If you're going to advocate an extreme position on the use of encryption in day-to-day communications, you'd better be willing to go all out. Unless you handle email the way Wil Wheaton does, you can STFU
http://wilwheaton.net/contact.php
If you use something other than PGP/GPG, show me how your certificates' chains of custody are secured, and prove to me that there is no avenue whereby they would compromise end-to-end crypto. Otherwise, your crypto is garbage.
I just listened to this episode. Two points:
1) WhatsApp and the like took off because people wanted to chat via SMS but people were getting charged 10 cents per text message circa 2009/2010. Fuuuuck that. Of course I had unlimited texts at the time but not everyone is so fortunate. Huge population of people on budget phone plans. That is where the user base came from.
2) Allo is insane. It is an SMS-only client, but you cannot select it as the default SMS app in Android. Hooooooly fuck what is happening.
I kid you not, for the last three years I've been on many trips to South America, and not only have EVERY person I've ever seen using a smart phone has been using WhatsApp, but I've never seen any other app in use, measaging or otherwise, which wasn't for something specific like the camera.
No Facebook, no browsing, no snapchat or messenger or twitter or anything. Just WhatsApp. It's so ubiquitous nothing else is seen.
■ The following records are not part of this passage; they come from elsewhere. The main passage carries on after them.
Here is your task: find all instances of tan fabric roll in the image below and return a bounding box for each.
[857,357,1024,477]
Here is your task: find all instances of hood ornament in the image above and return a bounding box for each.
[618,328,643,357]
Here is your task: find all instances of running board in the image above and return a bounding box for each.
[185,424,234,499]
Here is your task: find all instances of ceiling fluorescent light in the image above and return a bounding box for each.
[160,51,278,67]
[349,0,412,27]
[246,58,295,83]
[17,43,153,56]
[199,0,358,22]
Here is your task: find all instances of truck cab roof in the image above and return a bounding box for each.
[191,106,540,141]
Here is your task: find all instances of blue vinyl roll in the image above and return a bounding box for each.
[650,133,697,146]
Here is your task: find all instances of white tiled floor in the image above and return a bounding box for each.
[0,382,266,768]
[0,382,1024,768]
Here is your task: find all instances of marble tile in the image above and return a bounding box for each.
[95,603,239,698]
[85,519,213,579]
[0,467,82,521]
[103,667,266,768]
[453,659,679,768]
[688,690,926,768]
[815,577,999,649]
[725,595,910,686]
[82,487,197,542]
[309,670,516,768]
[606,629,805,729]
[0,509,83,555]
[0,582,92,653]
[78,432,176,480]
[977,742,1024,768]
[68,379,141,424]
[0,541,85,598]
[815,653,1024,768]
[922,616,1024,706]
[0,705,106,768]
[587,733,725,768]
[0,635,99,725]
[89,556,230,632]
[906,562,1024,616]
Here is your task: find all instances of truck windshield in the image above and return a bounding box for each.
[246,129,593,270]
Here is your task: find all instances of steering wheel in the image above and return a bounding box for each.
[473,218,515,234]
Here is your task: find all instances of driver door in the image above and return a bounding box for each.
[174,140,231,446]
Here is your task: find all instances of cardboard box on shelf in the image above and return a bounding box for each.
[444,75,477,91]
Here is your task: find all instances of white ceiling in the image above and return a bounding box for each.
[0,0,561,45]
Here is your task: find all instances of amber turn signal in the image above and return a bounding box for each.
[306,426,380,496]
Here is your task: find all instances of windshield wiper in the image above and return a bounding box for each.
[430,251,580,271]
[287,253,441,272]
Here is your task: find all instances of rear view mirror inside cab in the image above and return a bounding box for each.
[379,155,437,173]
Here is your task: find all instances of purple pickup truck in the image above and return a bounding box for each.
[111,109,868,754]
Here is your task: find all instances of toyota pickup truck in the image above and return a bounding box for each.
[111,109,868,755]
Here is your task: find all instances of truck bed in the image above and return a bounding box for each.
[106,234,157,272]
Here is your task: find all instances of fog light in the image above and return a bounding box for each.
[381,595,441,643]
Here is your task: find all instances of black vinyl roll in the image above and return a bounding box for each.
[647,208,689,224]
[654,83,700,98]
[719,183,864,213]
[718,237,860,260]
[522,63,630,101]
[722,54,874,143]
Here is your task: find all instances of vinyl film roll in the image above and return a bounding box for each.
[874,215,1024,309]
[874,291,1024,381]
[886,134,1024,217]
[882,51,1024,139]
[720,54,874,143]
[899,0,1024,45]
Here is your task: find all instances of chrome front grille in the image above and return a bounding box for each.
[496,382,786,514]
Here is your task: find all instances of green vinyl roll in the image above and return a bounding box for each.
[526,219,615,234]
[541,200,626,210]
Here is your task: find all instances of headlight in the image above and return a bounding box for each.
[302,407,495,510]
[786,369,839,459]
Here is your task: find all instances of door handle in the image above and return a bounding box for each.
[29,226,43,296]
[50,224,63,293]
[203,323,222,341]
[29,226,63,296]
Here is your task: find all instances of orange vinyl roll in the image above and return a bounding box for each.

This is the strange circumstance people are in with access to free communication.
I have never once used a Google Hangout, nor been invited to one, nor know enough about it to know what situation to use it. Beluga? Never heard of it, and it seemed the obvious choice for you for convention chatting. I've heard a lot about Slack, but haven't ever thought to try it, nor have been invited.
Also because I use a an iPhone and a MacBook, I can chat to anyone from either device. Even my iPad. All SMS messages make it through to all my devices, as well as (at least) notifications from other chat services. So don't live in a world where I have to worry about the split of mobile and desktop.